Дверь в кабинет была открыта, и Гарри вошел, стараясь производить как можно меньше шума. Он справедливо полагал, что в этот солнечный день и к тому же в послеобеденное время портреты предыдущих директоров и директрис мирно спят, и юноша вовсе не собирался их будить.
В этом красивом, полном диковинных предметов кабинете практически ничего не изменилось. Насест, на котором сидел Фоукс, пустовал, как и в тот прошлый раз, когда Гарри здесь был. Омут памяти все также мерцал своими тайнами, рассыпая вокруг множество бликов. Странные серебристые приборы на тонконогих столиках все также издавали тихое приятное жужжание.
Портрет Дамблдора висел в самом центре противоположной от входа стены, великий маг крепко спал, сложив длинные узкопалые кисти рук одну на другую и чуть-чуть склонив седовласую голову. Гарри долго не мог отвести от него полного противоречивых чувств взгляда, все смотрел на серебристые нити волос, на изломанную линию носа, опущенные ресницы, будто бы ожидая, что прежний директор Хогвартса поднимет веки и посмотрит на него своими всепонимающими глазами, от взгляда которых становилось неуютно и одновременно всегда прибывало ощущение уверенности в собственных силах, защищенности от самого страшного зла. Юноша понимал, что вся глубина его разочарования в этом человеке, все последствия этого головокружительного падения в неверие были не до конца осознаны и поняты даже им самим. Тогда, в его видении, в холле несуществующего вокзала Кингс-Кросс, Гарри простил своего наставника слишком легко, слишком поспешно при виде слез на щеках этого могущественного и бесконечно мудрого человека. Потом, позже, он не раз ловил себя на мысли, что любое упоминание о его прежнем друге причиняет ему слишком сильную, слишком жгучую боль, к которой явно примешивается что-то другое, куда менее светлое, чем искренняя печаль. Он не забыл, не смог действительно до конца простить Дамблдору все…
Юноша с усилием оторвал взгляд от картины и начал осматривать кабинет. Он искал другую картину, хотел посмотреть в другие глаза, куда более темные, не лучащиеся нечеловеческой мудростью и сверхъестественным всепониманием.
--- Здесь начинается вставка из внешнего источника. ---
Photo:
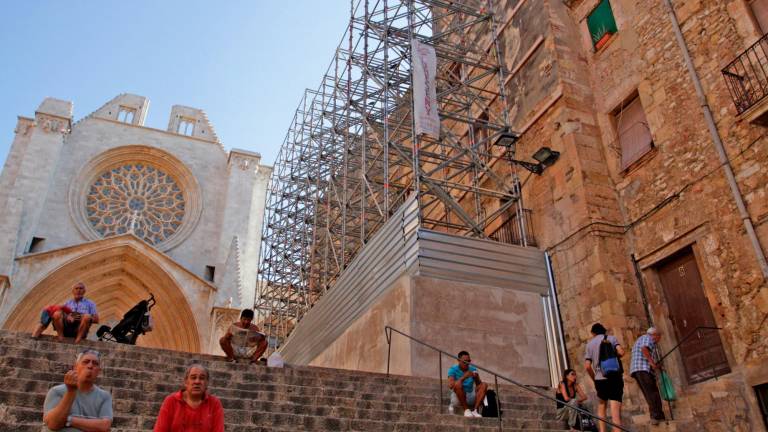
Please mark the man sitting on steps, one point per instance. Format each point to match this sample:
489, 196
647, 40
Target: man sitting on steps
78, 404
243, 340
467, 389
76, 323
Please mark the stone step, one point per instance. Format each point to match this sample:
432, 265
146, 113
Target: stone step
150, 405
290, 421
264, 379
174, 362
256, 398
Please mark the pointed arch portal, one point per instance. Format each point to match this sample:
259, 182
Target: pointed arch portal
116, 279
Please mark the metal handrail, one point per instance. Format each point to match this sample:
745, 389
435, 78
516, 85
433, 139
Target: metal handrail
388, 332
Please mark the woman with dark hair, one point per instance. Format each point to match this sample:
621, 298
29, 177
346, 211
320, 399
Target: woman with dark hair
569, 392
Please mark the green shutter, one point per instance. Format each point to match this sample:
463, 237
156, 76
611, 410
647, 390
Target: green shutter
601, 21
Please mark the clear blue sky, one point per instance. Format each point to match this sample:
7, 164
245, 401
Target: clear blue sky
245, 62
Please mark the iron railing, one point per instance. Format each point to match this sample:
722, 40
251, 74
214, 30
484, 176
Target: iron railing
511, 230
747, 76
388, 332
696, 331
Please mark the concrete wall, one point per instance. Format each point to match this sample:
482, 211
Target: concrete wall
363, 346
502, 328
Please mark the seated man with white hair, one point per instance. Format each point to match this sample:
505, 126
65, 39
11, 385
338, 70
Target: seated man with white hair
191, 409
78, 404
645, 363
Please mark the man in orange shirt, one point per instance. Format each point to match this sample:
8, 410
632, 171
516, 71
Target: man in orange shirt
191, 409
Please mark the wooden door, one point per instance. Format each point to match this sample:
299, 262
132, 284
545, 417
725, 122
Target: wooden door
703, 354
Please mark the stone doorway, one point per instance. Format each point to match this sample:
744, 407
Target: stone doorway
703, 355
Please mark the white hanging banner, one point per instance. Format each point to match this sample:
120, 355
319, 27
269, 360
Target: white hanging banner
424, 69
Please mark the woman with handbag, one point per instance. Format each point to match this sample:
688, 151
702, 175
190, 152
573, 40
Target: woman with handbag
570, 394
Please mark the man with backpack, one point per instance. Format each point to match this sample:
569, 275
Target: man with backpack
645, 363
466, 388
603, 364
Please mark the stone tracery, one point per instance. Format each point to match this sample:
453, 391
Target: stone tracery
136, 197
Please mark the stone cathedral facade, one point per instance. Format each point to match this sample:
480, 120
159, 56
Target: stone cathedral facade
130, 211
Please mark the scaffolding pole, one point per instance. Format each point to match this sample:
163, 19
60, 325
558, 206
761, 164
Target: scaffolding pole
351, 156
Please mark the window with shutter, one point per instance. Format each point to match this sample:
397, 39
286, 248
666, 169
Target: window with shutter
634, 135
601, 24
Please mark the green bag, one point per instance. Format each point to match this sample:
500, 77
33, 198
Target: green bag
667, 389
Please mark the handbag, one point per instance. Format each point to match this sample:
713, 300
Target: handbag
667, 388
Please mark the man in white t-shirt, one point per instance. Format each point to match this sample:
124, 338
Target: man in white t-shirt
243, 340
609, 386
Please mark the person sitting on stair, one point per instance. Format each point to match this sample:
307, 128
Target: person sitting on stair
77, 322
78, 404
467, 389
46, 316
191, 409
243, 340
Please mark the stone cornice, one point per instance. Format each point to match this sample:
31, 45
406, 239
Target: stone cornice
128, 240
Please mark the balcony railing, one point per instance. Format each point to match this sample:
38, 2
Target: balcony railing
511, 230
747, 76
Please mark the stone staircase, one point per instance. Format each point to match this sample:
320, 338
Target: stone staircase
255, 398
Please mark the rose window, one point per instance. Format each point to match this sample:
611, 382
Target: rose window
137, 198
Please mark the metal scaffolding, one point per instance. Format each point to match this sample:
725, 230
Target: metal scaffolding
351, 155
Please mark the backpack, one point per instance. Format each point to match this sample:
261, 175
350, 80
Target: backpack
491, 405
609, 361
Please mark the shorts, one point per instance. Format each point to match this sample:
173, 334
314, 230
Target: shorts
244, 352
70, 328
611, 388
45, 318
470, 398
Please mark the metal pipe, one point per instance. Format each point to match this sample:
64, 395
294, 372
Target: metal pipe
750, 229
440, 375
559, 320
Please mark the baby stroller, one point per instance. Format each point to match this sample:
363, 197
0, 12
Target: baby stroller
134, 323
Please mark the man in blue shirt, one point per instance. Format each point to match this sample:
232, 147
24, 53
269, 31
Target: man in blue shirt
79, 404
77, 323
467, 389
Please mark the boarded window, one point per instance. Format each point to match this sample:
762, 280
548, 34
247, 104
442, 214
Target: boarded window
634, 135
601, 24
186, 127
126, 115
760, 10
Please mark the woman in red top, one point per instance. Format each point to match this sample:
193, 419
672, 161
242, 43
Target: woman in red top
191, 409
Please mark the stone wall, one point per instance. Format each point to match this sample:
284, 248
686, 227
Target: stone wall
593, 215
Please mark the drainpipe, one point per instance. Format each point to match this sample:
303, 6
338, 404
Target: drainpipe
718, 143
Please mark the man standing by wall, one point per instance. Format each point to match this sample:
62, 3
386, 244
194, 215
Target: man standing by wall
645, 363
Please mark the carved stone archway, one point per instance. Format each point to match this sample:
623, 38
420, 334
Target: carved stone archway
116, 278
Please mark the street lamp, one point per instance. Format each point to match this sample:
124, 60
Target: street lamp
545, 156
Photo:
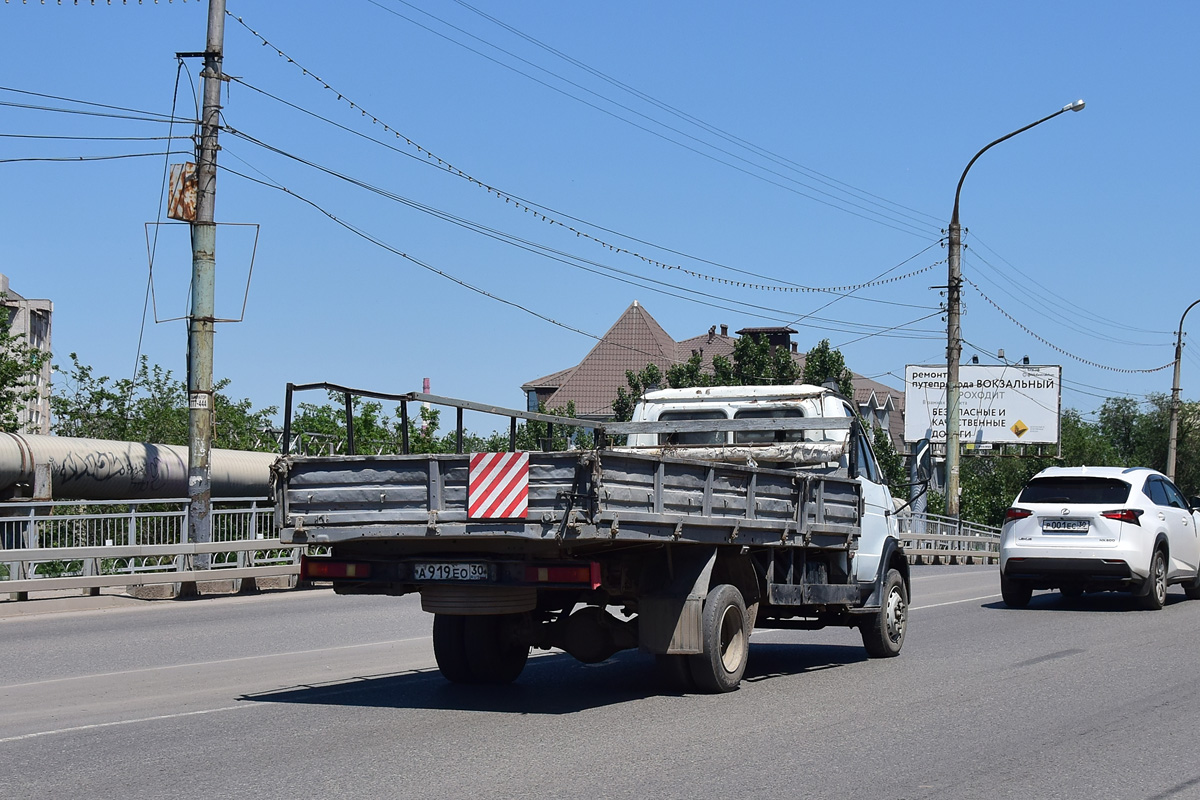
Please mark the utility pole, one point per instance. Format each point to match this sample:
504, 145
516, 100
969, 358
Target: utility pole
1173, 434
201, 322
954, 324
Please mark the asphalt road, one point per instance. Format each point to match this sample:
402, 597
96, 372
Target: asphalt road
307, 695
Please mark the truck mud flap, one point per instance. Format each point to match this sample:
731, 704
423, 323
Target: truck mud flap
671, 621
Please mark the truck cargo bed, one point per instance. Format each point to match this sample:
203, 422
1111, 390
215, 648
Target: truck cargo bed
574, 498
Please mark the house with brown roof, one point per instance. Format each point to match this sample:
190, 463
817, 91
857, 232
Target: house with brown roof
636, 340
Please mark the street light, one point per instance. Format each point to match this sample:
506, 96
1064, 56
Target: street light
1173, 435
954, 326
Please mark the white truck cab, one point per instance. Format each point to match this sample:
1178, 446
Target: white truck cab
814, 449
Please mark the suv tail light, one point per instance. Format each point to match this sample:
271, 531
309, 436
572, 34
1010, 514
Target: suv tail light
1132, 516
1017, 513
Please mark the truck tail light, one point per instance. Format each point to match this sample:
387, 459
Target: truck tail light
582, 573
321, 569
1017, 513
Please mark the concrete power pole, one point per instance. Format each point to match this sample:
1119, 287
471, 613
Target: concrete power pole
201, 323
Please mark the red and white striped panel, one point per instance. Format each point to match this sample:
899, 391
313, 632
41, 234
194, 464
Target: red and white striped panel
498, 486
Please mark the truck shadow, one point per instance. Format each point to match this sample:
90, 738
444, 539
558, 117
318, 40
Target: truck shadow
552, 684
1097, 602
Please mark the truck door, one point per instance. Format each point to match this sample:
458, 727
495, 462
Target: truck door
879, 519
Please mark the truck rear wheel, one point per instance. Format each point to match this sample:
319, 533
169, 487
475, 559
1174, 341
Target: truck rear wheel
883, 631
449, 648
726, 637
478, 649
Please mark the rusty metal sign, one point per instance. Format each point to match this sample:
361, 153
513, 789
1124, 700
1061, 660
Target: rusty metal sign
181, 197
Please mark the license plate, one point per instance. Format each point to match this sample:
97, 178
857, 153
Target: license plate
1065, 525
449, 571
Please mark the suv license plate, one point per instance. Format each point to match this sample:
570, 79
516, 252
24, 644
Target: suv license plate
449, 571
1065, 525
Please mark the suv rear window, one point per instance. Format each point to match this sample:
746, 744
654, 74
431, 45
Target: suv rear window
1078, 489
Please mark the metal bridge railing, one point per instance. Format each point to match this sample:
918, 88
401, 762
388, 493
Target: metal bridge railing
89, 545
935, 539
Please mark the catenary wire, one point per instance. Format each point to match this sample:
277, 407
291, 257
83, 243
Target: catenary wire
907, 229
1055, 347
540, 212
1067, 304
885, 211
712, 128
1053, 313
555, 254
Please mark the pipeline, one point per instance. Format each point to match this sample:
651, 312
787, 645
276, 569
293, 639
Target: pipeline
99, 469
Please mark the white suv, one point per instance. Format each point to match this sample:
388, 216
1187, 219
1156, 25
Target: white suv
1099, 528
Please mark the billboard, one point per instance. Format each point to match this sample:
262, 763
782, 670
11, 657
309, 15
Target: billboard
1001, 404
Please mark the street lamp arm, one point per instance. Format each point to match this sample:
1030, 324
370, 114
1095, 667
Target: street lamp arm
1072, 107
1173, 428
953, 320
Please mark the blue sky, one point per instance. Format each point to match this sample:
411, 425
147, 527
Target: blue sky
781, 144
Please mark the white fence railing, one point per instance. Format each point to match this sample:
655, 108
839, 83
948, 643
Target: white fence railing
933, 539
89, 545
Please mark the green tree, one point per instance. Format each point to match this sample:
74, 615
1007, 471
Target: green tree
149, 407
19, 366
823, 364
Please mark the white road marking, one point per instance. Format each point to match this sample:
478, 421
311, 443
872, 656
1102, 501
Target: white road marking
953, 602
119, 722
210, 663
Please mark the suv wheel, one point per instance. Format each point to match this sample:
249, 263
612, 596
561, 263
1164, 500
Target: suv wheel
1153, 595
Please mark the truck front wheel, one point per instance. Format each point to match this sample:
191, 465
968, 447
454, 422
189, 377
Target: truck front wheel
478, 649
720, 666
883, 631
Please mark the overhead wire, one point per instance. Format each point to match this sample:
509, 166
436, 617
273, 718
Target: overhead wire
684, 115
424, 265
556, 254
375, 119
1067, 304
1057, 313
1055, 347
540, 212
911, 221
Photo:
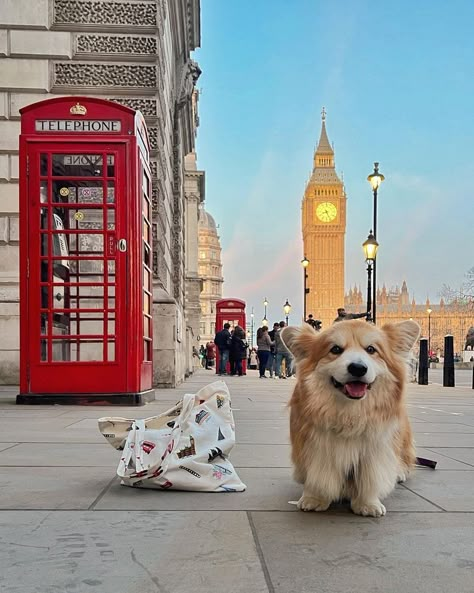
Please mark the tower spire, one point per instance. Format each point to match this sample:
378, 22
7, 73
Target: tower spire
324, 146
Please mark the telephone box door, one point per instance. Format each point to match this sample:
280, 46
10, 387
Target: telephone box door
77, 267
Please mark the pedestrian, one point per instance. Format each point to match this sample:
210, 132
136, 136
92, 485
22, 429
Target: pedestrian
223, 341
210, 354
342, 315
271, 356
202, 355
314, 323
282, 354
238, 350
264, 344
253, 359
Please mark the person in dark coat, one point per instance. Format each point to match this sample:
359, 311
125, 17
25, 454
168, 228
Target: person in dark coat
238, 350
223, 340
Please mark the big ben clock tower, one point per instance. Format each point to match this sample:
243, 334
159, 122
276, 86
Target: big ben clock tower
324, 228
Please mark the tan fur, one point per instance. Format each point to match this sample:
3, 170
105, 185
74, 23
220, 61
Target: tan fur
346, 448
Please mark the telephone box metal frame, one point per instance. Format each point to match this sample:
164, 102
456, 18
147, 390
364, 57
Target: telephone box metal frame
230, 311
86, 296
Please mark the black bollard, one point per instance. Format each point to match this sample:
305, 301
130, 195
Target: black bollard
448, 367
423, 364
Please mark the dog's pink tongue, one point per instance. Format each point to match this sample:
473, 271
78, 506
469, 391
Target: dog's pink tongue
356, 388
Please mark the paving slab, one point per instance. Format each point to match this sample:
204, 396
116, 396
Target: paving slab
463, 455
60, 454
429, 427
443, 439
452, 490
52, 488
268, 489
444, 460
317, 552
129, 552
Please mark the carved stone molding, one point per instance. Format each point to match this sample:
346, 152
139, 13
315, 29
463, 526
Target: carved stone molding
96, 14
71, 75
148, 107
134, 46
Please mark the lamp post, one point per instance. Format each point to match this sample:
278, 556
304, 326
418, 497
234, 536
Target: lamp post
287, 309
370, 247
251, 328
305, 264
429, 311
375, 179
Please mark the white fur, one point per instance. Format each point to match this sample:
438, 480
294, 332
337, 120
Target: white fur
369, 456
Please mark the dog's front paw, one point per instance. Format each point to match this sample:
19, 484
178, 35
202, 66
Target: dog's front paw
372, 508
402, 477
312, 503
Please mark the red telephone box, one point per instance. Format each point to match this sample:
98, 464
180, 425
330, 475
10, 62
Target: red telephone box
230, 311
85, 254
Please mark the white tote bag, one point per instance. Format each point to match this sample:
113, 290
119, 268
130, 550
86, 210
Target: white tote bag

Она должна была быть здесь, висеть среди этих бесконечных портретов… Но Гарри не находил ее.
Последнего директора школы Хогвартс Северуса Снейпа не было в этой комнате.
Юноша стоял на мягком ковре посреди директорского кабинета и ощущал, как ярость медленно воспламеняет его кровь, заставляя щеки вновь приобретать алый оттенок, а пальцы – безотчетно сжиматься в кулаки. Он старался успокоить себя, найти какое-то объяснение, оправдание. Он все еще обшаривал кабинет уже невидящим взглядом…
Вдруг ему на глаза попался угол какого-то большого плоского предмета, стоящего в самой глубине комнаты позади массивного стола из красного дерева, предмета, явно задвинутого подальше от чужих глаз и к тому же закрытого толстыми складками материи. Гарри быстро приблизился к нему, при этом юноше показалось, будто бы портрет Дамблдора внезапно открыл глаза и даже сделал предостерегающий жест, но Гарри не стал оборачиваться. Он взялся за край прикрывающей картину материи и медленно поднял ее.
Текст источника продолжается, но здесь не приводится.